[Python-ideas] keyword arguments everywhere (stdlib) - issue8706
ethan at stoneleaf.us
Sat Mar 3 08:54:58 CET 2012
Guido van Rossum wrote:
> On Fri, Mar 2, 2012 at 6:57 PM, Steven D'Aprano wrote:
>> Personally, I think this is somewhat of an anti-feature. Keyword arguments
>> are a Good Thing, and while I don't believe it is good enough to *force* all
>> C functions to support them, I certainly don't want to discourage Python
>> functions from supporting them.
> And yet people invent decorators and other hacks to insist on
> positional parameters all the time.
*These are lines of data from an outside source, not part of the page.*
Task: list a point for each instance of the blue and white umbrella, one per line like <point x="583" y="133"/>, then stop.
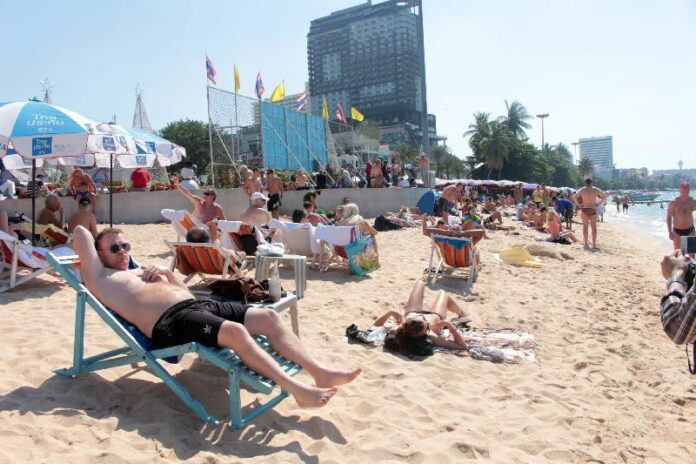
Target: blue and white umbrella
<point x="37" y="130"/>
<point x="147" y="147"/>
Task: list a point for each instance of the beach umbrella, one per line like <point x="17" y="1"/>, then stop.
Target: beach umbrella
<point x="40" y="131"/>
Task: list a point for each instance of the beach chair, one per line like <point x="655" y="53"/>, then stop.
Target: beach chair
<point x="181" y="220"/>
<point x="139" y="349"/>
<point x="240" y="237"/>
<point x="332" y="245"/>
<point x="457" y="253"/>
<point x="203" y="259"/>
<point x="298" y="239"/>
<point x="19" y="263"/>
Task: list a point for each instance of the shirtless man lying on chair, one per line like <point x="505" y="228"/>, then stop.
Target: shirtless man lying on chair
<point x="158" y="303"/>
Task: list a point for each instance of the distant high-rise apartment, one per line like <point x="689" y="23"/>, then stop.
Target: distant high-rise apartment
<point x="369" y="56"/>
<point x="600" y="150"/>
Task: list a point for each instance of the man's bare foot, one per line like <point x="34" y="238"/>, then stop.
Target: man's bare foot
<point x="312" y="397"/>
<point x="329" y="378"/>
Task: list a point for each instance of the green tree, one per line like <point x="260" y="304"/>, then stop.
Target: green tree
<point x="496" y="147"/>
<point x="585" y="167"/>
<point x="193" y="136"/>
<point x="515" y="120"/>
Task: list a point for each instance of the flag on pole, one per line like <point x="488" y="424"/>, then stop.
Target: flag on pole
<point x="355" y="114"/>
<point x="301" y="100"/>
<point x="278" y="93"/>
<point x="340" y="114"/>
<point x="325" y="110"/>
<point x="210" y="70"/>
<point x="259" y="90"/>
<point x="237" y="86"/>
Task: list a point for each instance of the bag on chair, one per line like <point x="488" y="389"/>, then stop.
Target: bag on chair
<point x="361" y="255"/>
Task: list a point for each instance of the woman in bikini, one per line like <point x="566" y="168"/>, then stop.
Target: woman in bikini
<point x="417" y="330"/>
<point x="82" y="186"/>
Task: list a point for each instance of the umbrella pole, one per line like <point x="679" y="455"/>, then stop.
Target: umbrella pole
<point x="111" y="190"/>
<point x="33" y="202"/>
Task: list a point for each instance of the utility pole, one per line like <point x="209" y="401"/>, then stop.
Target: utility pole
<point x="542" y="117"/>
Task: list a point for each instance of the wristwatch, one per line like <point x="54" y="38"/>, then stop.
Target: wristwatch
<point x="677" y="280"/>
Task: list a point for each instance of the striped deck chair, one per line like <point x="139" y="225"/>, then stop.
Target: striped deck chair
<point x="203" y="259"/>
<point x="458" y="253"/>
<point x="333" y="241"/>
<point x="181" y="220"/>
<point x="140" y="349"/>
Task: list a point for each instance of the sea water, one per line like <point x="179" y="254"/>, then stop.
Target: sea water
<point x="652" y="219"/>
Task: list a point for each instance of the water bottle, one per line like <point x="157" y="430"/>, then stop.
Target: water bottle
<point x="274" y="283"/>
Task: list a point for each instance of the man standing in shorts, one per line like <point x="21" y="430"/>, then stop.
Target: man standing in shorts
<point x="680" y="216"/>
<point x="275" y="193"/>
<point x="586" y="200"/>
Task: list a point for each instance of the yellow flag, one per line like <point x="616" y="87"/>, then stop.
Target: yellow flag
<point x="325" y="110"/>
<point x="278" y="93"/>
<point x="355" y="114"/>
<point x="236" y="79"/>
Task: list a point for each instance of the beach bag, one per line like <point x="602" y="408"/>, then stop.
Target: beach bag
<point x="382" y="224"/>
<point x="244" y="289"/>
<point x="361" y="255"/>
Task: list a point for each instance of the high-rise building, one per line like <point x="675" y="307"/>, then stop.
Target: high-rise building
<point x="601" y="152"/>
<point x="370" y="56"/>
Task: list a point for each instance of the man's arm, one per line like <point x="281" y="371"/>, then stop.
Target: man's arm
<point x="189" y="196"/>
<point x="90" y="264"/>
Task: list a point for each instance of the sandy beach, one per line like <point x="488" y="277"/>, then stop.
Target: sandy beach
<point x="608" y="386"/>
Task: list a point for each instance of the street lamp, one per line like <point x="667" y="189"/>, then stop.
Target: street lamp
<point x="575" y="146"/>
<point x="542" y="117"/>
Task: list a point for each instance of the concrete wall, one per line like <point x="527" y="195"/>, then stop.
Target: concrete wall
<point x="145" y="207"/>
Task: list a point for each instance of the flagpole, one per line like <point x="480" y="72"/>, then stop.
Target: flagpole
<point x="210" y="139"/>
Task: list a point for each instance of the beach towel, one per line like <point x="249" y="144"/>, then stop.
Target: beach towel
<point x="519" y="256"/>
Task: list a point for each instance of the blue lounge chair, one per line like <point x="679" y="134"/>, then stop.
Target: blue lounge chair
<point x="139" y="348"/>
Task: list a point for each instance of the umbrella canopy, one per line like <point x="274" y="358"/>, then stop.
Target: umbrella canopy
<point x="37" y="130"/>
<point x="146" y="147"/>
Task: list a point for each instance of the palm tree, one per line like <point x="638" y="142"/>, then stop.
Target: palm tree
<point x="516" y="119"/>
<point x="496" y="147"/>
<point x="478" y="131"/>
<point x="585" y="167"/>
<point x="437" y="154"/>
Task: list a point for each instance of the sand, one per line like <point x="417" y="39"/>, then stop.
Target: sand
<point x="609" y="386"/>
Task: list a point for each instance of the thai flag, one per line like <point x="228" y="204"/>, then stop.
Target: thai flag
<point x="301" y="100"/>
<point x="341" y="115"/>
<point x="260" y="89"/>
<point x="210" y="70"/>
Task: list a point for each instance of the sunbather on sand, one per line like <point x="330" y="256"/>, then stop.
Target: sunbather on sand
<point x="473" y="230"/>
<point x="156" y="301"/>
<point x="418" y="328"/>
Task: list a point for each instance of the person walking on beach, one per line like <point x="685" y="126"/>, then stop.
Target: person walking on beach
<point x="275" y="193"/>
<point x="680" y="215"/>
<point x="157" y="302"/>
<point x="586" y="199"/>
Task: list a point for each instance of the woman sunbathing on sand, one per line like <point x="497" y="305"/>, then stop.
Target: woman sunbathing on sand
<point x="417" y="332"/>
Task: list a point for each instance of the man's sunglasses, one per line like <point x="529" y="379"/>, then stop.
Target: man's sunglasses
<point x="116" y="247"/>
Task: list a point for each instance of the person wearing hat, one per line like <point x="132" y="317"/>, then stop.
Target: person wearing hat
<point x="84" y="217"/>
<point x="205" y="209"/>
<point x="257" y="214"/>
<point x="680" y="215"/>
<point x="52" y="213"/>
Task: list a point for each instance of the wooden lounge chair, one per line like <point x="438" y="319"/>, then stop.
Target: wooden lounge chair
<point x="457" y="253"/>
<point x="19" y="263"/>
<point x="181" y="220"/>
<point x="138" y="348"/>
<point x="203" y="259"/>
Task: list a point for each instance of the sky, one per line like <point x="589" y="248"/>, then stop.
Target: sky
<point x="625" y="68"/>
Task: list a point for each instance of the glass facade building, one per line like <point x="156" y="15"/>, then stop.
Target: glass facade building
<point x="369" y="57"/>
You *can* have Too Much of a Good
> Thing, and for readability it's better if calls are consistent. If
> most calls to a function use positional arguments (at least for the
> first N positions), it's better to force *all* calls to use positional
> arguments 1-N: the reader may be unfamiliar with the parameter names.
> Also remember the subclassing issue I brought up before.
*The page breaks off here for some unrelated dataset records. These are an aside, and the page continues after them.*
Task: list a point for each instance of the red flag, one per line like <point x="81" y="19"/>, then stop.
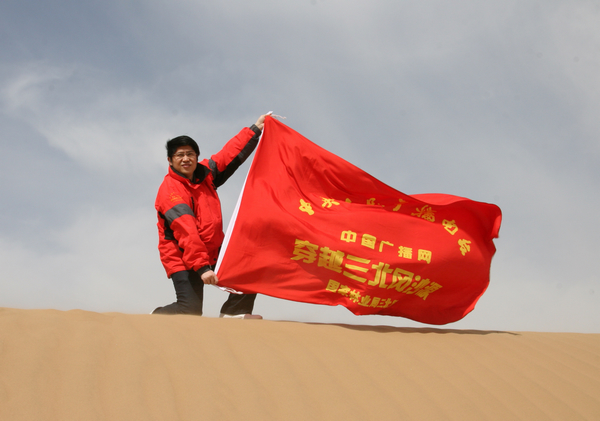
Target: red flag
<point x="314" y="228"/>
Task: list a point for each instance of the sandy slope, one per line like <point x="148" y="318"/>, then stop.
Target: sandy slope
<point x="79" y="365"/>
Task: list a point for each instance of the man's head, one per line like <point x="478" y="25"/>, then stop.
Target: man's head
<point x="182" y="153"/>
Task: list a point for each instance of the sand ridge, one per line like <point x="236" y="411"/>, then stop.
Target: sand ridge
<point x="67" y="365"/>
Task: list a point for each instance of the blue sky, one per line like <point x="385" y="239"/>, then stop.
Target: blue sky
<point x="495" y="101"/>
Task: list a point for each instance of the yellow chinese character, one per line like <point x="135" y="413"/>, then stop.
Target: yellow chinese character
<point x="416" y="286"/>
<point x="375" y="301"/>
<point x="368" y="241"/>
<point x="465" y="246"/>
<point x="401" y="279"/>
<point x="450" y="226"/>
<point x="305" y="251"/>
<point x="354" y="296"/>
<point x="426" y="213"/>
<point x="382" y="270"/>
<point x="355" y="267"/>
<point x="330" y="259"/>
<point x="388" y="302"/>
<point x="364" y="301"/>
<point x="332" y="285"/>
<point x="382" y="243"/>
<point x="344" y="290"/>
<point x="424" y="255"/>
<point x="306" y="207"/>
<point x="348" y="236"/>
<point x="424" y="293"/>
<point x="405" y="252"/>
<point x="327" y="203"/>
<point x="399" y="205"/>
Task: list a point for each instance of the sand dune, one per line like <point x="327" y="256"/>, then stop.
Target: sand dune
<point x="79" y="365"/>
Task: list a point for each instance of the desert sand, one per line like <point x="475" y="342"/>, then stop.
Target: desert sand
<point x="80" y="365"/>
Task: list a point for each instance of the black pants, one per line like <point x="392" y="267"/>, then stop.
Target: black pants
<point x="189" y="289"/>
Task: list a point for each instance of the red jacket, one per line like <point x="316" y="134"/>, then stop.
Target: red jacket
<point x="190" y="226"/>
> That said, I can't come up with a syntax that I really like. Here's my
> best attempt, but I'm at most -0 on it: Have a stand-alone '/'
> indicate "all parameters to my left must be positional", just like a
> stand-alone '*' means "all parameters to my right must be keywords".
> If there's no stand-alone '*' it is assumed to be all the way on the
> right; so if there's no '/' it is assumed to be all the way on the
> left. The following should all be valid:
> def foo(/, a, b): ... # edge case, same as def foo(a, b): ...
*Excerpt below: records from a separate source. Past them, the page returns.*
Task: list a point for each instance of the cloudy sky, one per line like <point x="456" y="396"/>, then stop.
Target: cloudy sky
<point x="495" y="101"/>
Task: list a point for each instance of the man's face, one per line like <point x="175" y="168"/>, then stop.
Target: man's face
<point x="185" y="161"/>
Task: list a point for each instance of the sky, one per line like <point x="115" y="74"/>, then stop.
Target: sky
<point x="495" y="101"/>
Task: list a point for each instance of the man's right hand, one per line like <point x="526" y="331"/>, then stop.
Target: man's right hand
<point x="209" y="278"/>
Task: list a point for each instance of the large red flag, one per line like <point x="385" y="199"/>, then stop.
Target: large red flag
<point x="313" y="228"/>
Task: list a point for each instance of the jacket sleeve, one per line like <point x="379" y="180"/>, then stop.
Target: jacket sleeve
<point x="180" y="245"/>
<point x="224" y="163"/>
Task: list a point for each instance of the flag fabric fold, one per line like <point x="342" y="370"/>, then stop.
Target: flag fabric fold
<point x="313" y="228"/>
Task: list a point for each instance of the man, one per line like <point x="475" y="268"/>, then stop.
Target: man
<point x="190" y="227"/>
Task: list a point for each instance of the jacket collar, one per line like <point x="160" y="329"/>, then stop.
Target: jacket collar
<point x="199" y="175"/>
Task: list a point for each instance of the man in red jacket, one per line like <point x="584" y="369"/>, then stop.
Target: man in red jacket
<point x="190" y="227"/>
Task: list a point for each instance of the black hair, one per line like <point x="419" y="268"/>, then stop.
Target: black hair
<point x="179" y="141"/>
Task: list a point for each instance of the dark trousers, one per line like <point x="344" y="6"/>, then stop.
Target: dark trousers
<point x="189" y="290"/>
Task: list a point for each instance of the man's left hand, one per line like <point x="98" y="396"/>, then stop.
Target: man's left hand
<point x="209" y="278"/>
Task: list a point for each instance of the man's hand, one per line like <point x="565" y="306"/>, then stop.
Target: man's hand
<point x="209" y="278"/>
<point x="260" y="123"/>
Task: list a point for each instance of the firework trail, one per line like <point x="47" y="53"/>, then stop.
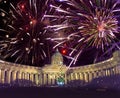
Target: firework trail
<point x="24" y="37"/>
<point x="85" y="24"/>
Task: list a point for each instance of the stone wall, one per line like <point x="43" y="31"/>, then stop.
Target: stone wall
<point x="13" y="74"/>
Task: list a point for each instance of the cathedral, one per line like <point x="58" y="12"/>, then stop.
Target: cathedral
<point x="58" y="74"/>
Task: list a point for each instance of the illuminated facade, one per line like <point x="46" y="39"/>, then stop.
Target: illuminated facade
<point x="15" y="74"/>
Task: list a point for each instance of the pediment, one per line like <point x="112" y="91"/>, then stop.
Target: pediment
<point x="54" y="68"/>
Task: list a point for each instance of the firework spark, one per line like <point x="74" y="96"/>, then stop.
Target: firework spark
<point x="24" y="38"/>
<point x="87" y="23"/>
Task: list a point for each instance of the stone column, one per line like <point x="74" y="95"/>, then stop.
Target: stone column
<point x="49" y="79"/>
<point x="9" y="76"/>
<point x="65" y="77"/>
<point x="36" y="79"/>
<point x="40" y="79"/>
<point x="86" y="77"/>
<point x="31" y="77"/>
<point x="2" y="76"/>
<point x="90" y="77"/>
<point x="44" y="79"/>
<point x="14" y="75"/>
<point x="19" y="75"/>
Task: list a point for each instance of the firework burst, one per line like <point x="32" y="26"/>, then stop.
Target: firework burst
<point x="85" y="24"/>
<point x="24" y="38"/>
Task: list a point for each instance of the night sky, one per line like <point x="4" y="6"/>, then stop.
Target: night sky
<point x="36" y="56"/>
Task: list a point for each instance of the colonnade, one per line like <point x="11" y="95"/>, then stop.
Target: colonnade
<point x="10" y="76"/>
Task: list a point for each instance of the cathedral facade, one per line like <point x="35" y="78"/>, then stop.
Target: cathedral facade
<point x="57" y="73"/>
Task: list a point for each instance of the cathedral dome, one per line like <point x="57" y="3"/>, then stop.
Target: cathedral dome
<point x="57" y="58"/>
> def foo(a, b, /): ... # all positional
> def foo(a, b=1, /): ... # all positional, b optional
> def foo(a, b, /, c, d): ... # a, b positional; c, d required and
> either positional or keyword
> def foo(a, b, /, c, d=1): ... # a, b positional; c required, d
> optional; c, d either positional or keyword
> def foo(a, b, /, c, *, d): ... # a, b positional; c required and
> either positional or keyword; d required keyword
> def foo(a, b=1, /, c=1, *, d=1): ... # same, but b, c, d optional
> That about covers it. But agreed it's no thing of beauty, so let's abandon it.
And I was just starting to like it, too. :(
Personally, I don't see it as any uglier than having the lone '*' in the
signature; although, I don't see lone '*'s all that much, whereas the
'/' could be quite prevalent.
Is this something we want? We could have a built-in decorator, like
property or staticmethod, to make the changes for us (each
implementation would have to supply their own, of course):
def foo(a, b)
Or we could use brackets or more parentheses:
def foo([a, b])
def foo((a, b))
That doesn't seem too bad...
def foo((a, b=1), c=2, *, d=3)
Since tuple-unpacking no longer happens in the definition signature, we
don't need the leading * before the parentheses.
Just my last two cents (unless the idea garners encouragement, of course ;).